Co-pays and deductibles are likely to increase in 2010 for employees, Hewitt Associates, a consulting group, says.
The Wall Street Journal reports that more companies will ask employees to fill out health-risk questionnaires to get benefits, but won't cut back on wellness programs. "Workers will be picking up the extra costs because cash-strapped businesses won't, benefits consultants say. And higher out-of-pocket costs make it even more important for consumers to evaluate their needs, compare plans and use a flexible spending account if it's available."

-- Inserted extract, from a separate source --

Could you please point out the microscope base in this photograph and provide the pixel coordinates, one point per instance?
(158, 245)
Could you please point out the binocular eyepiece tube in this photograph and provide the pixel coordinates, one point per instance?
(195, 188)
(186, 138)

Average costs will likely rise 6 percent to $9,120 in 2010, up from just over $8,600 in this year. Premiums and out-of-pocket costs will also rise 10 percent while the average salary will only increase 1.8 percent (Mincer, 10/18).
CNN Money reports that other factors including an aging of the population, more technology use in medicine and government cost-shifting will drive up rates, according to analysts.
Helen Darling, president of the National Business Group on Health "said companies have been shifting over the past five years from a co-pay, a flat dollar fee ranging between $10 and $35 that employees pay at each doctor visit, to a to co-insurance model. With co-insurance, employees pay a percentage of the total medical expense.
Experts say co-insurance rates are typically split 80-20 or 70-30 between the health plan and the insured worker." Other changes include an increasing reliance on things like health savings accounts, health reimbursement accounts and a surcharge on your premiums if you have a working spouse who can get other health care coverage (Kavilanz, 10/19).